Sunday, August 12, 2012

Make a Stink

I can almost smell you from here...

   Nineteenth Sunday in Ordinary Time   B 

There was a couple at the 4:00pm Mass yesterday—
they were there last Saturday, too—
that I only see at this time of year.
(They belong to another nearby parish.)
Even if I didn’t already know them personally,
even if they weren’t wearing
their bright red “Eat at Joe-Joe’s” T-shirts,
I would still have known that they were at Mass
while on break from working at a food stand
down at the Franklin County Fair.
How would I have known?
Because I could smell it!
The distinct aroma of fair food—
from sausage to cotton candy to fried dough—
just tends to cling to you.

Saint Paul writes to the Ephesians:
Christ loved us and handed himself over for us
as a sacrificial offering to God for a fragrant aroma.

Part of the great beauty of Catholic worship—
the divine wisdom of the Church’s sacramental system—
is that it takes into account the whole person.
The liturgy is not merely an intellectual pursuit:
a matter of absorbing words and concepts,
and then turning them over in our minds.
No, as we sang in the psalm:
we’re here to “taste and see” the Lord’s goodness—
to partake of a feast for all the senses.
Oh, our communion with God is spiritual, to be sure,
but it comes to us in the form of bodily food:
the taste of wheat as we eat the Bread of Life.
Sight comes into play as we see
the flicker of candles, the color and fold of vestments,
images in statue and stained glass.
We also hear words and music and silence.
We touch the hands of our neighbors in peace,
and even daringly reach out to touch the very Body of Christ.
But smell?  That’s a sense we don’t often take into account…
…and yet even our noses come into play liturgically.




When Saint Paul writes
of the “fragrant aroma” of Christ’s sacrifice,
he’s probably calling to mind 
the huge amounts of incense
used in the Jerusalem temple.
(In the temple, 
the priests burned incense by the shovelful;
I get complaints when I use just a teaspoon!)
Christ’s self-offering in love 
to God on our behalf
should be understood to rise to the Father
like a billowing cloud 
of sweet-smelling smoke.
We aren’t simply to keep burning incense;
we are to imitate 
the pure and pleasing sacrifice it signifies.

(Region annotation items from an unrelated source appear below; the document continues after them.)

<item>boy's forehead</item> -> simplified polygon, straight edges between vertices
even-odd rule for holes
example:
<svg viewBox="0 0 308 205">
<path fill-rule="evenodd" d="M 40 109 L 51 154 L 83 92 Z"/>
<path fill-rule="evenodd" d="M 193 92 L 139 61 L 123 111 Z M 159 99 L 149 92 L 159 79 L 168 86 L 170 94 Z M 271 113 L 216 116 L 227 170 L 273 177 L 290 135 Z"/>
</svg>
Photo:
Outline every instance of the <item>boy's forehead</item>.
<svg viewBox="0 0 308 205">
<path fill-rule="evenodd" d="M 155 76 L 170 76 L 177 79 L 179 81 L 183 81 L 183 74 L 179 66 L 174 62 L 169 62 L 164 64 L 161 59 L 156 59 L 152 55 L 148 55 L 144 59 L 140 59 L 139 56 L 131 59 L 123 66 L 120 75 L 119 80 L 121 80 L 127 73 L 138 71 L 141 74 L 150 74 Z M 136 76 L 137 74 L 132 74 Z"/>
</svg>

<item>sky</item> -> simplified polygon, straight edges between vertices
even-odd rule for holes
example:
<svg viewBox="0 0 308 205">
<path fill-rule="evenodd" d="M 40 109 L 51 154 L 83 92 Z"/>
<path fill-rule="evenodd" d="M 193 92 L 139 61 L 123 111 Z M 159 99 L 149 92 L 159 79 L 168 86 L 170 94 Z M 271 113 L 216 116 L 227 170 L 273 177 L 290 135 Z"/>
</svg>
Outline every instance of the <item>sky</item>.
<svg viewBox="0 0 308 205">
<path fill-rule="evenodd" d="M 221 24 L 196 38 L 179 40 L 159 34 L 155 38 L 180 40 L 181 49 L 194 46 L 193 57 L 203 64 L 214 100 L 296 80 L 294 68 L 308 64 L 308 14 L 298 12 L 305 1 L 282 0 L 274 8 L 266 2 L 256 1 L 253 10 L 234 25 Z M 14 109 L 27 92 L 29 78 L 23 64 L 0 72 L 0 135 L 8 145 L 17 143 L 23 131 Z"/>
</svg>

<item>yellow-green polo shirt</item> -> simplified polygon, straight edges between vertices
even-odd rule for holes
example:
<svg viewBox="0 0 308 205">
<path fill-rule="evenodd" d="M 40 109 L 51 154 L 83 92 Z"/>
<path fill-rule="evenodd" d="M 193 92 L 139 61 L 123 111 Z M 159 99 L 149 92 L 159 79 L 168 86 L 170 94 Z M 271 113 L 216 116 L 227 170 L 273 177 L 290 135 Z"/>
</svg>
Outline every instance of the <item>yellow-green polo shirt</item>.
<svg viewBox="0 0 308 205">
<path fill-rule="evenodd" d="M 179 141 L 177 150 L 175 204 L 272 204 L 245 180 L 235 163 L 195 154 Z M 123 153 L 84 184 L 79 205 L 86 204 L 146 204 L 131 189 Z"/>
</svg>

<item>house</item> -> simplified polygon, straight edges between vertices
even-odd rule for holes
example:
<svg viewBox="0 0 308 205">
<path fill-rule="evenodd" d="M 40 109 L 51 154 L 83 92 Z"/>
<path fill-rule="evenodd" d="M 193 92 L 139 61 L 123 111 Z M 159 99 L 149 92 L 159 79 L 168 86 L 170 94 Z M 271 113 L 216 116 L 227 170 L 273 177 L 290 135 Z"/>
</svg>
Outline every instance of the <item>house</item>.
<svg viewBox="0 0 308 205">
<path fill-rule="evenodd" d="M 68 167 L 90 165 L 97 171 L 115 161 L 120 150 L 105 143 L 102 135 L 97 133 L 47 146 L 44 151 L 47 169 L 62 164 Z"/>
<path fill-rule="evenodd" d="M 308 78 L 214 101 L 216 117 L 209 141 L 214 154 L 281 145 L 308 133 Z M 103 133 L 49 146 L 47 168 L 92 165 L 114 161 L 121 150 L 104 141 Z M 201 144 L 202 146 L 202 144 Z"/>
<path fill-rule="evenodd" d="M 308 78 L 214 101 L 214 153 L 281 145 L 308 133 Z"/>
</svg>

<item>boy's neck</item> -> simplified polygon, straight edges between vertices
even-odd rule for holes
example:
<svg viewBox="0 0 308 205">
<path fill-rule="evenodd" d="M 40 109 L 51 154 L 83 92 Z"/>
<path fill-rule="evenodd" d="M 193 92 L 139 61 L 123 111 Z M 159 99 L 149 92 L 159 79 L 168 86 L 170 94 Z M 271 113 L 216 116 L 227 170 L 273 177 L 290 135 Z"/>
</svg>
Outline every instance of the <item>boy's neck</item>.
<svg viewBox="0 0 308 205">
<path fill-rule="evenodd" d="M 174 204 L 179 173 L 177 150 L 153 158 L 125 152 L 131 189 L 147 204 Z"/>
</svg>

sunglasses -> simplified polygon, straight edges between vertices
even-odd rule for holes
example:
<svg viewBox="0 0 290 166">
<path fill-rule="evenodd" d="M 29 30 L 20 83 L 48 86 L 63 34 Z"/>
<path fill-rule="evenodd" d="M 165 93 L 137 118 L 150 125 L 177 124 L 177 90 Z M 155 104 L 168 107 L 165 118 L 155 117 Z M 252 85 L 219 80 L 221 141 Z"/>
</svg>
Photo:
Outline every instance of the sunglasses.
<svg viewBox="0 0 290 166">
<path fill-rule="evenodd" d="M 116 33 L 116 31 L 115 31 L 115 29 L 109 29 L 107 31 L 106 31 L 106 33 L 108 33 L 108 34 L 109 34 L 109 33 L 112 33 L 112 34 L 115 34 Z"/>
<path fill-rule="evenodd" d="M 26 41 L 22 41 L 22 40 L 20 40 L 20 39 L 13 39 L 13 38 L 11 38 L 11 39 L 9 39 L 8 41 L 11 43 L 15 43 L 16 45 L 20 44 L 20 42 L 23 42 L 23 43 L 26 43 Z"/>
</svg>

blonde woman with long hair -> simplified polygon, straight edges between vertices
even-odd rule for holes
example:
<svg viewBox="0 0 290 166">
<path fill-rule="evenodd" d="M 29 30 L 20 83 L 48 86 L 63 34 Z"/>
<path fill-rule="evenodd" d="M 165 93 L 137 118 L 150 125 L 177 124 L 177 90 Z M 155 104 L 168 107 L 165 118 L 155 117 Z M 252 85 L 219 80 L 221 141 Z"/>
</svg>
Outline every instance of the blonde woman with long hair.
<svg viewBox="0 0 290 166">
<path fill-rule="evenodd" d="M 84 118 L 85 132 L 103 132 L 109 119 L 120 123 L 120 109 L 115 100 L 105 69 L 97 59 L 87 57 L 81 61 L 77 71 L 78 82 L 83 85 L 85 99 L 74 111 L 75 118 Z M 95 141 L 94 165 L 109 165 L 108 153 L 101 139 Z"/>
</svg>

The liturgy also gets smelly when we use Sacred Chrism—
one of the Church’s three holy oils,
consecrated by the Bishop and perfumed with balsam.
The Church uses Chrism
in some of its most sacred ceremonies
when someone or something is permanently set aside
to be an image of Christ:
at Baptism; at Confirmation;
in the dedication of a Church or an altar;
twelve years ago today,
my hands were anointed with Sacred Chrism
as I was ordained a priest.

Did you ever have a great aunt who wore too much perfume?
You knew she’d been around, even if you didn’t see her,
simply by sniffing the air.
Or if she gave you a hug, 
the scent would cling to you for hours.
That’s how Chrism is supposed to work!
We Christians—called to be other Christs—
should have an “odor of sanctity” about us:
should be so holy that others can—well—smell it.
That doesn’t mean we are to make a big show
of living our faith in the world.
But if we do as Saint Paul encourages us—
if we remove bitterness, anger, and malice from our midst;
if we are kind, compassionate, and mutually forgiving—
then others will sense—will smell
that there’s something different about us.
And God will smell it, too,
rising up to heaven as a fragrant aroma.

As a priest—as your priest—
my hands have been set aside in a particular way
to carry on the ministry of Christ:
to make of his people, with his people, and for his people
a living sacrifice pleasing to the Father.
Please pray for me that all I lift up in offering with these hands
will be acceptable in the sight of God.



While fair food has a distinct and alluring aroma,
most folks will say that the smell of fresh-baked bread
is one of the most irresistible of all.
It was bread delivered by angels
which strengthened Elijah to overcome his discouragement
and continue on his journey.
It is Jesus—the living bread come down from heaven—
that fortifies us not only to cross the deserts of this passing life,
but to attain to that life which lasts forever.
The Father draws us here—draws us to his Son—
by the smell of this heaven-sent bread.
May the holy aroma of the Eucharist cling to each of us
in a way that stimulates the senses of those around us—
above all, in a way that pleases the very heart of God.


  

1 comment:

Director of Young Adult Ministry said...

Your words carried me back when I was doing the Atkins diet, NO BREAD!! and I would wake up in the middle of the night, for sure that someone had broke into my home and was downstairs baking bread, the aroma literally woke me up! How I hope to have that same longing for Jesus in my life. I never had related the experience to my relationship with God, thanks for giving me something to meditate on.